As for media server, I built a Plex/Emby/file sharing server a few years ago when I “cut the cord”. Was running Mint for a while and just now switched it over to EOS. Using MDADM raid 6 and a LSI HBA to combine the drives. If you have experience with 10Gbps networking, I’d like to pick your brain on questions surrounding that.

when I use NoMachine internally I make sure all my computes have static IPs internally. I’ve never had it work reliably otherwise. You state that anydesk, VNC both give you issues as well. While I find VNC slow it generally just works turn on server and connect with client. I would suspect a network issue. If you just ssh into the machine is the connection stable?

On 10 Gbps I am at the same stage as you. Looking into it.
When I remodeled the house, I put at least one LAN jack in every room of the house. Except for the bathrooms. So all my cables are inaccessible in the walls. I think I used cat6 or cat6e, can’t remember which. However, I watched a video on U Tube where someone experimented with 10 Gpbs on cat6. Maximum length for cat 5 and cat 6 is 328 ft. So all the specs have to meet that maximum.

In this guy’s case, the longest run in his house was 30 ft, 1/10 th the max. At 30 ft, 10 G worked fine for him. He then got a box of cat6 cable and made a very long cable and tried it. Made the cable shorter until it worked reliably. I don’t remember what his max length was, but it was much longer than the max length I will have. So, based on that I am thinking about it.

Pudge

Well, Anydesk gave me problems with not sending the proper characters when typing in passwords and stuff. Like what I was typing from the client PC wasn’t being sent correctly to the machine I was dialed into. There was that problem and the other issue was the Anydesk app was constantly crashing on the server. Had this problem when my server was running Mint as well so I doubt it’s an EOS problem.

Looks like I’ll need to give VNC another shot.

If I go the 10Gbps route, it’s just going to be so I can have my server talking to a backup server at 10Gbps. I’ll probably use a Dell 5524 switch (24, 10/100/1000 RJ45 jacks and 2, SFP+ ports) off eBay ($100’ish) and some 10Gbps NICs ($50-$100).
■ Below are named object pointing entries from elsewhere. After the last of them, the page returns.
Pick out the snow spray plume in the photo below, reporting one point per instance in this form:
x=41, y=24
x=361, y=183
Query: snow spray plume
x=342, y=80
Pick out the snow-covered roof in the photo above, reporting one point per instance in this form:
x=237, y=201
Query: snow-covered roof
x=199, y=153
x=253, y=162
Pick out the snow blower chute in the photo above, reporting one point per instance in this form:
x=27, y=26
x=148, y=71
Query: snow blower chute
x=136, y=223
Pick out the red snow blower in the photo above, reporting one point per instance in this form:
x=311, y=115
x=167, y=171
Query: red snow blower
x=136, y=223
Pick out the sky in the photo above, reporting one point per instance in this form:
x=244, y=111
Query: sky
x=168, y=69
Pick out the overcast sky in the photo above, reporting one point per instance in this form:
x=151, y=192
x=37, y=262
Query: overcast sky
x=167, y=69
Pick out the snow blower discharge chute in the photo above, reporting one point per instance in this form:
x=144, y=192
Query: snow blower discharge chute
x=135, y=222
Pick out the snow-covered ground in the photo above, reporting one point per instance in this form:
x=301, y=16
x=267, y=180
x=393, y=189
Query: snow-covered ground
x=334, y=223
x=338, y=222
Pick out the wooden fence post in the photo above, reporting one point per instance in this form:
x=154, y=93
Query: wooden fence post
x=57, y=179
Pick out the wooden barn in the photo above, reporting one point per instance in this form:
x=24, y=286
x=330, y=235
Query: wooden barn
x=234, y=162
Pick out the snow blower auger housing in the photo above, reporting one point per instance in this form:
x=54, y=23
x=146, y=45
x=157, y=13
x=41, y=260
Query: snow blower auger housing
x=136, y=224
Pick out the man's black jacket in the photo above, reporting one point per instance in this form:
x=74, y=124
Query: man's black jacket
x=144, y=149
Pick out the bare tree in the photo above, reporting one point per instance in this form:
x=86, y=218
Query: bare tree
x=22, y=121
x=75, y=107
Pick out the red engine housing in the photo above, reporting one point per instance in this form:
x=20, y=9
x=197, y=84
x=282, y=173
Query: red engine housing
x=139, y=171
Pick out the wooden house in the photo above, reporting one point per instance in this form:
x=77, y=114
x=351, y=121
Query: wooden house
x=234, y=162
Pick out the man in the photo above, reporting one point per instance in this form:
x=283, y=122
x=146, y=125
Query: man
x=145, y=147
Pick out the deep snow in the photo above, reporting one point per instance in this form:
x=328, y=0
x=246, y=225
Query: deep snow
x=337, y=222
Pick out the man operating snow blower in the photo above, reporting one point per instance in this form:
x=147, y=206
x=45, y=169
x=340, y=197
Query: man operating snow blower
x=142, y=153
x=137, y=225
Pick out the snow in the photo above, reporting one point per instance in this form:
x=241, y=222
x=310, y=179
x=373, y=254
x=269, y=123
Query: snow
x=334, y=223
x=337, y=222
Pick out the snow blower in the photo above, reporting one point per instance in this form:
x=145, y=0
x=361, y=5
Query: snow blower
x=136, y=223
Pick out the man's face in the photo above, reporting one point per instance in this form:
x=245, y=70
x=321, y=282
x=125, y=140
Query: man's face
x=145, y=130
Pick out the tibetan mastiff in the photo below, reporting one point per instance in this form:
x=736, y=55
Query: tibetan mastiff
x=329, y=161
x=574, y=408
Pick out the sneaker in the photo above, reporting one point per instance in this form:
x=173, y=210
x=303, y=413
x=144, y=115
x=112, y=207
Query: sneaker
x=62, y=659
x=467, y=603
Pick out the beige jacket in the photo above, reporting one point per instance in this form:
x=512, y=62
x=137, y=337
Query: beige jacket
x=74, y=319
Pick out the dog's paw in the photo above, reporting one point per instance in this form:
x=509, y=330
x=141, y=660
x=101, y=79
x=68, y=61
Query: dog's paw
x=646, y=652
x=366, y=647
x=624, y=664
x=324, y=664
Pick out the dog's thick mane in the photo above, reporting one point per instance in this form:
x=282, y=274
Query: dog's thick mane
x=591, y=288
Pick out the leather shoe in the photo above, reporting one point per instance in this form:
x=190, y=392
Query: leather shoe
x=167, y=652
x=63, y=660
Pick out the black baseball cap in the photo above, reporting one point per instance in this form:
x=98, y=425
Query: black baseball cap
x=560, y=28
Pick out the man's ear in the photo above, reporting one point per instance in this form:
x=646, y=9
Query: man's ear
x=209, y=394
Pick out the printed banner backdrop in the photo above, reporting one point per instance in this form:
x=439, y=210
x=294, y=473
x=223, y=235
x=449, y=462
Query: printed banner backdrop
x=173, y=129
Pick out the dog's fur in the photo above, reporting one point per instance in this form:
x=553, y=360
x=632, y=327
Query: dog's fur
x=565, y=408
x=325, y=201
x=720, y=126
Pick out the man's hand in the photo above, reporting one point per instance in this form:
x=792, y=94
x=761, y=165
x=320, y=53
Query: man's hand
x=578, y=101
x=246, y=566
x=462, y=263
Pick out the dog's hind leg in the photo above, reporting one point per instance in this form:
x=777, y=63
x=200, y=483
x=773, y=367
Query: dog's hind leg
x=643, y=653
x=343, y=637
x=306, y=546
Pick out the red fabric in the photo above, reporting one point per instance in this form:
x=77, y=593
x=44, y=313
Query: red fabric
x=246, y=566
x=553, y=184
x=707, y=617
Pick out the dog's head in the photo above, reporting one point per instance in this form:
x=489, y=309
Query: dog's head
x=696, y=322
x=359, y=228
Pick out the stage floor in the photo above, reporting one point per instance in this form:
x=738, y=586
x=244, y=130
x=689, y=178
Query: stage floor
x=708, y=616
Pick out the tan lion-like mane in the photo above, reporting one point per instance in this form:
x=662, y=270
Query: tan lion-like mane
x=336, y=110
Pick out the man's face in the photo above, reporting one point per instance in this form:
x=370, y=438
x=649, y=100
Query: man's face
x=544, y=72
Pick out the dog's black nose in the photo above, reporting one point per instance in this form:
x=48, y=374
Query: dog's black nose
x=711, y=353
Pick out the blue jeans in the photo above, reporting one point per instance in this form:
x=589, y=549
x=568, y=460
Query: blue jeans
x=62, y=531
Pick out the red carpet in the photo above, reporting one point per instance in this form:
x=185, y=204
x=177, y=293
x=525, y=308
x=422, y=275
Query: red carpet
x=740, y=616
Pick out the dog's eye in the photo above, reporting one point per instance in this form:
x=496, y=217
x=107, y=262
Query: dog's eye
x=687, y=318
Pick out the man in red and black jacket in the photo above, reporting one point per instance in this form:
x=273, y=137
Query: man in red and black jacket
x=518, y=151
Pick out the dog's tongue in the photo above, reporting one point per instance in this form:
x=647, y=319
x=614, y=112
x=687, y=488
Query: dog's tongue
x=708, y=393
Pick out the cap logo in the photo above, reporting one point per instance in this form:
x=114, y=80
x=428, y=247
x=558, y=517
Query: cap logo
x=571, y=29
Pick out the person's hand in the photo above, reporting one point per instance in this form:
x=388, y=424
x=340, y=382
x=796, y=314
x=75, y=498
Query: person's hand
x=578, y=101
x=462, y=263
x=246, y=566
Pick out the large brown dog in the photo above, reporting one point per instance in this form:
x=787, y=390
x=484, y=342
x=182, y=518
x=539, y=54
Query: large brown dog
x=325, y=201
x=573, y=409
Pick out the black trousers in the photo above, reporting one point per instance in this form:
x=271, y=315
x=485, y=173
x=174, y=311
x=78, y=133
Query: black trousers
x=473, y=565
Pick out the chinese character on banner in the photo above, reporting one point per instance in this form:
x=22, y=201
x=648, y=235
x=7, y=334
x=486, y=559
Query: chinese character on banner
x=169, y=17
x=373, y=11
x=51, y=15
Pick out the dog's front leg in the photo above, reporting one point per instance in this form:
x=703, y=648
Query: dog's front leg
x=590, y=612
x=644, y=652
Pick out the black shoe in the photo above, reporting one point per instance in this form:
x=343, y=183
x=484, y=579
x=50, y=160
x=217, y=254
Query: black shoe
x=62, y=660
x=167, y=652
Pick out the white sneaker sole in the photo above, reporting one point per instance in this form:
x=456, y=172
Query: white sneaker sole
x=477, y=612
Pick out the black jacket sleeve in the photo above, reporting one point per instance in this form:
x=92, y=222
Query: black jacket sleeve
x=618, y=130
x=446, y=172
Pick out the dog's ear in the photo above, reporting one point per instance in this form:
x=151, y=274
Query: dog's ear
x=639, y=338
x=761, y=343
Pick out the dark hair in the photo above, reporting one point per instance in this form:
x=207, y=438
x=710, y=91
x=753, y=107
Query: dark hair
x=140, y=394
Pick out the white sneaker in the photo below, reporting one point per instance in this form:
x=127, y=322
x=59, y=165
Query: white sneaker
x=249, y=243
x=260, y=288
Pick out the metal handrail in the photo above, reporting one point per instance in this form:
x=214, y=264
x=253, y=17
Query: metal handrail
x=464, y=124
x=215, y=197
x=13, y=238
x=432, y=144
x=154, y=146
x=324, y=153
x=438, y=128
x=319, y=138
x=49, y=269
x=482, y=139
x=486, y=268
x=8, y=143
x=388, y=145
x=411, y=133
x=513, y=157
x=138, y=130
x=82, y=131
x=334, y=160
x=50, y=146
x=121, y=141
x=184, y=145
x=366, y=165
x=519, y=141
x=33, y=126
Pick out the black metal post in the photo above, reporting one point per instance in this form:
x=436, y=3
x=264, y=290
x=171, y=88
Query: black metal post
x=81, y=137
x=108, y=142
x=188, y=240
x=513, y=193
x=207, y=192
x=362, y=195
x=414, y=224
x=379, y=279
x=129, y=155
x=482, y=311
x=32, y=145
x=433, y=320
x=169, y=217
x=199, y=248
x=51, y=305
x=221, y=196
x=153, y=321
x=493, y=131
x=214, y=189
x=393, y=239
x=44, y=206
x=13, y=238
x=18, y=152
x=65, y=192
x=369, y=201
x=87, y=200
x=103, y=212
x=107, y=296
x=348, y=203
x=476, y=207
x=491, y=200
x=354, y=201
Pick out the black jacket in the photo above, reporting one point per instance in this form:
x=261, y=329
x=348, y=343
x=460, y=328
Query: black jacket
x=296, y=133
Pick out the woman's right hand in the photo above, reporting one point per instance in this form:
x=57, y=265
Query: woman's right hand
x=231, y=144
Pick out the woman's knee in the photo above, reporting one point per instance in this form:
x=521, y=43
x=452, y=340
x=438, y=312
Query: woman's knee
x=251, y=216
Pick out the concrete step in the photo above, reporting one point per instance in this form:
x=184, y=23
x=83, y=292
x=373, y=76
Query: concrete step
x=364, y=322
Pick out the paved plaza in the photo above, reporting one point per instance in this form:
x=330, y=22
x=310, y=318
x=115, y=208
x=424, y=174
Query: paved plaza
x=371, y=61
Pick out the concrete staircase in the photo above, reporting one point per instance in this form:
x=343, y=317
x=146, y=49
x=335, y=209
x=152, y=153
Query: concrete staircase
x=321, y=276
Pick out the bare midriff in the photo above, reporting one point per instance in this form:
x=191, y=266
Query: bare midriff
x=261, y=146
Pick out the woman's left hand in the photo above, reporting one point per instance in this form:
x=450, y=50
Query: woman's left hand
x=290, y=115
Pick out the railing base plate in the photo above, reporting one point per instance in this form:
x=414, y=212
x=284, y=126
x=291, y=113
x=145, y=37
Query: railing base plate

Maybe somebody has the answer to this question… with 10Gbps NIC (stupid newbie question coming up)… it seems that almost all of them require drivers that need to be compiled and added to the kernel. If I updated the kernel later on, will I need to re-do this compiling again or will the new kernel update auto-magically pull in stuff like that? Or, does anyone know of any 10Gbps NICs that are supported “out of the box” with the LTS and/or current kernel?

do the nomachine logs show anything other than the host reset error?